"For those with Celiac or high sensitivity to gluten, they will package the Chex at home into a very small ziplock bag (like a jewelers bag) with as much care as needed. A member of that family brings the individual bag to church, hands it to the priests, and and tells them where they are sitting so the bagged Chex get into the right tray. When it is passed, someone in the family opens the bag carefully and dumps the Chex into the hand of the person with Celiac. That way, the individual/family has confidence that they won't have to deal with cross-contamination."
I agree that that is the best way to handle it for those who suffer from celiac. It avoids cross contamination. However, if someone comes on their own and has no one reliable sitting next to them to touch/open the cross-contaminated bag for them to drop/pour the cereal piece into their hand, then I guess that person is out of luck. Seems like Mr. Andrus understands the problem with cross-contamination, though, for true celiacs and understands the distinction between those with low sensitivity and those who really need to avoid eating or touching any wheat at all costs.
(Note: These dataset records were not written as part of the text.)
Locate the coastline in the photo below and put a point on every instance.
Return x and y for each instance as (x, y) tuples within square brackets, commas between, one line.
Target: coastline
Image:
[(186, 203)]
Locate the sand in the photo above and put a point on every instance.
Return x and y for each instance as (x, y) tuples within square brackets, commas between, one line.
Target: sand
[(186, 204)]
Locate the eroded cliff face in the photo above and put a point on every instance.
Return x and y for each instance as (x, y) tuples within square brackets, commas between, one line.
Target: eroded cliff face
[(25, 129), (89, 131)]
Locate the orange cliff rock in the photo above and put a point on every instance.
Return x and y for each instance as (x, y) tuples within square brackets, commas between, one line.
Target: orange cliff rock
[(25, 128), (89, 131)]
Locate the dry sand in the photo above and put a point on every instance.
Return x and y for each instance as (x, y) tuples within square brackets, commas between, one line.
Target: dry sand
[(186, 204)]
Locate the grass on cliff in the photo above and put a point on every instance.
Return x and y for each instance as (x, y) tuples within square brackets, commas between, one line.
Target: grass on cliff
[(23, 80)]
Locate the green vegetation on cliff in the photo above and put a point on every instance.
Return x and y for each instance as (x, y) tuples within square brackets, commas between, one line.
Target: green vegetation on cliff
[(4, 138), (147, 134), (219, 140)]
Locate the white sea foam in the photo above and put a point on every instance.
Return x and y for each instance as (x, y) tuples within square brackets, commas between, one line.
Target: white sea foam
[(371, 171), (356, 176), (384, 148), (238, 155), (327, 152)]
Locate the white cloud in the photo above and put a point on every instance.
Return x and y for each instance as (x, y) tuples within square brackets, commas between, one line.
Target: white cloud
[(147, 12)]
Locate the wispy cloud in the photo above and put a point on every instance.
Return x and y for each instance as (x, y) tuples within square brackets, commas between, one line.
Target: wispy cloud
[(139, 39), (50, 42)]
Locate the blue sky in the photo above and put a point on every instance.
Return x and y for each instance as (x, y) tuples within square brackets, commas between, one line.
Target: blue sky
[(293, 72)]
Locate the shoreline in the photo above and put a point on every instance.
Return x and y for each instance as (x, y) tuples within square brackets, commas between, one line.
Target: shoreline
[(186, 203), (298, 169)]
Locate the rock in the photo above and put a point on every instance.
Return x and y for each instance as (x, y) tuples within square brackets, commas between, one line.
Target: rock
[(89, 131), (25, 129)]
Celiac disease is mostly a women's disease, and I think this is why the problems of administering the sacrament to true celiacs have not been solved, and never will be, in this church. People don't care.
I have not experienced any leaders in the wards I have attended who seem to grasp or understand the issue, or even want to, even after I explain it to them in person, by phone, and by email. I have become very ill several times, and the illness from ingesting a piece of regular bread lasts for months since it damages the lining of my intestine, by trusting their open-air "gluten-free" trays which were not really gluten free after all, I found out by asking a person who was supposed to be "trained," and by trying their other methods of handling it. All of this has been at my body's expense and not at the expense of the errant men who were in charge.
It is an issue of health and safety and therefore of the utmost importance. If some people with low-level celiac or who are just experimenting with a gluten-less diet don't want to be careful, that is their prerogative, but that view and attitude of cross-contamination not mattering very much is not something that should be thrust on us who do need to be careful to avoid all cross-contamination. The majority--those who are not very diligently careful celiacs or those who are simply experimenting with a different diet--should not affect negatively the rights and needs of those with high-level off-the-charts celiac who need to avoid wheat and wheat residues at all costs. The results for celiac women who have it severely and who do not avoid gluten are not only a few days of illness, but higher risks of certain types of cancers, and damaged small intestines such that for months after an incident of cross-contamination one cannot digest any of their food and has leaky gut, making gradually all food you eat go directly into the bloodstream and become an allergen. I have been gradually becoming allergic to most foods, and so choose to follow the appropriate protocols to avoid all cross-contaminated cookware and surfaces.
The only good solution for single women in your church with celiac that I can see is to bring your own item to replace the bread and keep it with you so that no cross-contamination occurs. Putting anything of mine on a ward sacrament tray creates a high risk of cross-contamination if that thing has to then come back to me. I have tried that and tried all methods. These trays are obviously full of gluten. They typically don't wash them between meetings, and even if they did, all of the other celiacs I know never use cookware or dinner ware that has ever had gluten on it. The very act of putting my gluten-free bag or container on a tray that is full of gluten is obviously problematic. And since no one seemed to be trained or know much about celiac disease, there is no reason I should ever be asked to risk my health again because of their lack of knowledge. People arrogantly telling me that I need to eat from a tray that has gluten in it (in its crevices) and on it is not something I am willing to put up with again.